Inheriting $2.5MM and withdrawing 4% a year I’m going off the principal that you can usually withdraw 4% safely per year.

This one is a little more complicated to calculate. Because of the step-up basis rule, neither side will pay anything on the inheritance. You’ll only be paying long term capital gains on the growth since inheritance of whatever you cash out.

So let’s the asset grows 5% every year and you cash out $100k. There’s a 0% rate on the first $44,625 of capital gains, so there’s nothing to tax until the asset has appreciated at least 44.6%. At 5% this doesn’t happen until year 14, but even then the standard deduction still applies so there won’t be any tax paid at all until year 203.

Earning $2.5MM yourself and withdrawing 4% a year If you didn’t inherit the stocks, you pay capital gains on any growth since you bought them. So how much they’ve grown before you start withdrawing the $100k matters but it’s still pretty low. If they’ve doubled on average, you’ll be paying ~$6000 total over the 10 years and it won’t start until the fourth year4.

It doesn’t feel intuitive but if you’re selling $100k worth of stock that has doubled in value then half of it is gains so you’re only being taxed on $50k which is still under the threshold once the standard deduction kicks in.
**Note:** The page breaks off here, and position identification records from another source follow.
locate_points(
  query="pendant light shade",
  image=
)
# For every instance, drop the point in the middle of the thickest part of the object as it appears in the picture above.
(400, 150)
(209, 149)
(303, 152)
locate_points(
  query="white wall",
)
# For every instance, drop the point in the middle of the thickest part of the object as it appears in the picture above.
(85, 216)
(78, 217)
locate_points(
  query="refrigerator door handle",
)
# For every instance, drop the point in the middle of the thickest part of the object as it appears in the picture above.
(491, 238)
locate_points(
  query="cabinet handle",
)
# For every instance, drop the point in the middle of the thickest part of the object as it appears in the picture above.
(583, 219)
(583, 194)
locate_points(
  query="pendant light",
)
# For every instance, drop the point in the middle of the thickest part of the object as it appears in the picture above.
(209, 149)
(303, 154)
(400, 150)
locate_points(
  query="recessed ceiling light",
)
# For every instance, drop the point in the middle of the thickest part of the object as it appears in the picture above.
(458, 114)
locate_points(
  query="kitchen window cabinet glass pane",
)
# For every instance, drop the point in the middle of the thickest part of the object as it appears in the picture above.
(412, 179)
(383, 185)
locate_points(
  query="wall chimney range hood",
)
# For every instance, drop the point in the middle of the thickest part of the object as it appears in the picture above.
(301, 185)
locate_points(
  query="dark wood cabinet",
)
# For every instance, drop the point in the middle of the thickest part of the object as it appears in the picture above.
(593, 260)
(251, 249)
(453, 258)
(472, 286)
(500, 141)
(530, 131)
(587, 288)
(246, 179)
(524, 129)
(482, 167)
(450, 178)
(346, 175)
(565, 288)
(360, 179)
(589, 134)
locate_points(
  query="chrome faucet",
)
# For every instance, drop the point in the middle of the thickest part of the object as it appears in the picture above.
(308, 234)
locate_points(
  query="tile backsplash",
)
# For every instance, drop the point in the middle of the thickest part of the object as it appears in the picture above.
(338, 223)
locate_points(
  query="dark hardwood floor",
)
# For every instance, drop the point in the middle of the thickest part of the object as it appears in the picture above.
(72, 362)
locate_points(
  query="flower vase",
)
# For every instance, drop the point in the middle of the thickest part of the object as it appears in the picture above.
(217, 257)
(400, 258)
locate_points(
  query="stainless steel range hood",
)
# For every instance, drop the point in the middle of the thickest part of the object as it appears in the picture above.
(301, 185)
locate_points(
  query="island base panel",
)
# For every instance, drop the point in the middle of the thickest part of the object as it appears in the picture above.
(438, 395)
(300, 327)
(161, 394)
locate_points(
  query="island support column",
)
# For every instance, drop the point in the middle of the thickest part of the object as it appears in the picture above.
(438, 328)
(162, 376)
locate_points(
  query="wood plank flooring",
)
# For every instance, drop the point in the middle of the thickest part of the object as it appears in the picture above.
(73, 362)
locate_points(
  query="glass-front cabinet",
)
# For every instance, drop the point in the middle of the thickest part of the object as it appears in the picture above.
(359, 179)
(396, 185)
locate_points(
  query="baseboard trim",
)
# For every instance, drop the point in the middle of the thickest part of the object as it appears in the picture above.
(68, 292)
By year 4, you’re assets have grown 243% so 59% of the value of is gains and selling $100k worth finally realizes enough gains to sneak some of it into the 15% bracket.

Winning $1MM in the lottery Easy again, if you win $1MM in the lottery and somehow get it as a lump sum of $1MM, you’ll pay federal taxes of $328,164 + the additional medicare tax of ~$7k for about $335,000

Footnotes

  1. … in a state without an income tax at an employer that doesn’t offer a 401k. I haven’t included FICA/Social Security (because the amount you pay goes into your benefit calculations). All rates calculated for tax year 2023, rather than a span of 10 years; tax brackets tend to rise pretty cleanly with the CPI so you could consider this $100k in real (not nominal income). You’re always invited to check or re-do my math. I’m using https://smartasset.com/taxes/income-taxes unless otherwise indicated.

  2. Up to $2500 of student loan interest is tax deductible, which helps a little — but of course that means you still have to pay it and the principle on any loans. Let’s oversimplify and imagine you got a full ride scholarship.

  3. Math here. If anything this understates the advantages: if there are multiple different assets (stocks etc) you can optimize the sales, selling some faster gainers earlier on to max out the 0% rate.

  4. Again math is here but the biggest input by far is just how much capital gains have already happened since htey don’t get wiped like they would in an inheritance.